Quand il eut quinze ans, madame Joseb (sa mémoire ne gardait pas d’image très précise de sa mère avant cette date), à ses vacances, l’alla voir par la forêt de fougères.

Comme il n’y avait pas dans la maison du notaire de chambre suffisante à Emmanuel jeune homme, Joseb avait offert aux deux mois libres du pensionnaire parisien le logis d’une de ses fermes, laquelle, ainsi que la plupart des fermes, était vaste à enceindre plusieurs châteaux.

Au centre de parcs, sur des coteaux.

Les coteaux cultivés et la vallée vers la mer étaient, classiquement, semblables à un pantalon de velours de travail, vernicolorement rapiécé, lequel, pour montrer ses pièces, aurait fait le chêne-fourchu.

Au fond de la fourche, le bois des châtaigniers qui voilent leurs racines de fougères.

Varia ne rencontra, dans son chemin descendant, que des plantes et ses bêtes.

Toutes redoutables.

Sur le plateau, avant le versant, les janiques dont les fleurs d’or sont montées, pierre pour métal, en épingles d’émeraude.

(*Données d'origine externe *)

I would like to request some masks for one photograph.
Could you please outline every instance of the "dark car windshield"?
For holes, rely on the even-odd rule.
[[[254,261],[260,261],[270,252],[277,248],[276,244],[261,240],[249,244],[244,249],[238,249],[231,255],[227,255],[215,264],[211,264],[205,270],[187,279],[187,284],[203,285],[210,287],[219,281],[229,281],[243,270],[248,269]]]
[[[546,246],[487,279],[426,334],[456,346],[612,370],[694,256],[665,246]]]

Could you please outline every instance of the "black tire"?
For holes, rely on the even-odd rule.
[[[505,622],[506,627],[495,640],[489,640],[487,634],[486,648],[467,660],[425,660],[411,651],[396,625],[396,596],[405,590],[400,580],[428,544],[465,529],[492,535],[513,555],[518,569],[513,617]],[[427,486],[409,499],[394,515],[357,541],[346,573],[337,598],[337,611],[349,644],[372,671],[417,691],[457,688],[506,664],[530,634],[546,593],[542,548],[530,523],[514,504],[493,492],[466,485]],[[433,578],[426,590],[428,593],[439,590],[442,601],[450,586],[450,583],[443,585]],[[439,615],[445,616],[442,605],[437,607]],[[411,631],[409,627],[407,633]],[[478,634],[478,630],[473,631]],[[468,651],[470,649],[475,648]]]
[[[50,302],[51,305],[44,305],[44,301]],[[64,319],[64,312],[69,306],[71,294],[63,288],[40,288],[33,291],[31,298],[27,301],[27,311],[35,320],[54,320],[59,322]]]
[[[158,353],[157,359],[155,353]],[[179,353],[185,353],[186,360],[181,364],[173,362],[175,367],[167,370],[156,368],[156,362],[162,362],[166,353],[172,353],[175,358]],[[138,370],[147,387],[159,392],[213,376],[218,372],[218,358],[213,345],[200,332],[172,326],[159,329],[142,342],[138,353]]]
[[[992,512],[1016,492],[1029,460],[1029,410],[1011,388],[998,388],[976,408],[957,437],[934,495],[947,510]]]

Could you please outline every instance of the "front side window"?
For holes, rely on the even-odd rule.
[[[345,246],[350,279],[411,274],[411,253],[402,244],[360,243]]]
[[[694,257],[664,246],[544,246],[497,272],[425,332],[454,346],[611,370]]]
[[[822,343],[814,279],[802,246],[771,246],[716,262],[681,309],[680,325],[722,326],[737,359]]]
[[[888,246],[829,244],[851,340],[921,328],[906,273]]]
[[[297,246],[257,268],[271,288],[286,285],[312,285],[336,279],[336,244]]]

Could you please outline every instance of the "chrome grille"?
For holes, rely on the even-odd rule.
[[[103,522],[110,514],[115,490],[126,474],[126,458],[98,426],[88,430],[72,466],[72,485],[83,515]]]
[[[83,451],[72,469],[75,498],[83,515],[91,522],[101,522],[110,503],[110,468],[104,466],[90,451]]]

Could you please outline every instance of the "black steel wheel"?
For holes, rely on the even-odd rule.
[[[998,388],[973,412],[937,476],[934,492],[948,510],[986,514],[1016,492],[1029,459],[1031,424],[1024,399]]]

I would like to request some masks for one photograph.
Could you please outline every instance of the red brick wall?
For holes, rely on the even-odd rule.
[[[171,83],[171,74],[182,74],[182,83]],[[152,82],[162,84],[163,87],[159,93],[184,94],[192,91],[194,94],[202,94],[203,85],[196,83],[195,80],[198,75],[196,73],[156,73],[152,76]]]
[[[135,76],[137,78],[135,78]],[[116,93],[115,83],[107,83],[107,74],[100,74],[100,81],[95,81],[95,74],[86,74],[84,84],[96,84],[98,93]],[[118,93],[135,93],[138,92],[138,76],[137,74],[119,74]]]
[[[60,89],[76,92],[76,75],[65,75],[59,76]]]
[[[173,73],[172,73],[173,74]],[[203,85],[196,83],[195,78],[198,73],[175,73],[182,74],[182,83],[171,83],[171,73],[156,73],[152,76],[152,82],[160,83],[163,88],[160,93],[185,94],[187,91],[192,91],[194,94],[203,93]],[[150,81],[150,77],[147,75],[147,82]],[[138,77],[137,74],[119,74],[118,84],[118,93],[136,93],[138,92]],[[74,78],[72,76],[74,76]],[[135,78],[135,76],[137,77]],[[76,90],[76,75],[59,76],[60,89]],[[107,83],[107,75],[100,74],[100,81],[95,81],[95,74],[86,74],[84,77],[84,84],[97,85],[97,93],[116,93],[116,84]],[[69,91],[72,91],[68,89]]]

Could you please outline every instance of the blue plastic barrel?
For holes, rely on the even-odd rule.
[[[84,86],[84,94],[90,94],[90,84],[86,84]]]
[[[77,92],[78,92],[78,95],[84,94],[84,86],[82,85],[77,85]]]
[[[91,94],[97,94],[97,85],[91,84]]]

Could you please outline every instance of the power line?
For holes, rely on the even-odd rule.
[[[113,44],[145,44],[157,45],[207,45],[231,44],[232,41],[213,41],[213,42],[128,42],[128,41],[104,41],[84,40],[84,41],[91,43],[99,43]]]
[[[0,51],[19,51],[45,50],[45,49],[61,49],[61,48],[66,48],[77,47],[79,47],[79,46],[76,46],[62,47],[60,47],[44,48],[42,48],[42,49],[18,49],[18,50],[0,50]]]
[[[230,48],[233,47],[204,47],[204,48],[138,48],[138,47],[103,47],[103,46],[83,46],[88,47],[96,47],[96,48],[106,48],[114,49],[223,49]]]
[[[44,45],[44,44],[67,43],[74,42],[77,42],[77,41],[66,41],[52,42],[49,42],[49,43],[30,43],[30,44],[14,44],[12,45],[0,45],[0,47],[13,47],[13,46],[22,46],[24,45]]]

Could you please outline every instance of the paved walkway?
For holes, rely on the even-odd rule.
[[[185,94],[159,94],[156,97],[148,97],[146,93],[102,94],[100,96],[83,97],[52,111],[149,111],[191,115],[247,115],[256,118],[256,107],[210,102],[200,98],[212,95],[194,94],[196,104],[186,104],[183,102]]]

Les genêts plus bénins, mais artificiellement fortifiés d’abeilles.

Les épines émoussées par le soleil renouvelées par les grandes lances des feux aux cendres d’engrais.

Les cloportes méticuleusement cuirassés.

Les escarbots de deuil crachaient leur sang, comme une cervelle fraîche s’éclabousse.

Aux épines et aux flammes, la colline accentuant aigu sa chute, succédèrent les glaives des glaïeuls, des herbes tranchantes et les lacets de racines compliquées.

Il n’y avait pas de grenouilles visibles, elle n’entendait pas leurs chutés dans des flaques, il n’y avait pas encore d’eau.

Les herbes et la terre simulaient le coassement de bêtes.

Ainsi que grincerait une éponge, si l’eau, comme le chapelet enregistreur de la mort du prince Perviz, devenait un mal fluide caillot.

Varia marcha comme debout sur un grand vieux lit, qui délivre tous les craquements à cloche-pied, prisonniers du bois mural des armoires.

— Emmanuel n’est pas à la ferme, il est allé vers la mer.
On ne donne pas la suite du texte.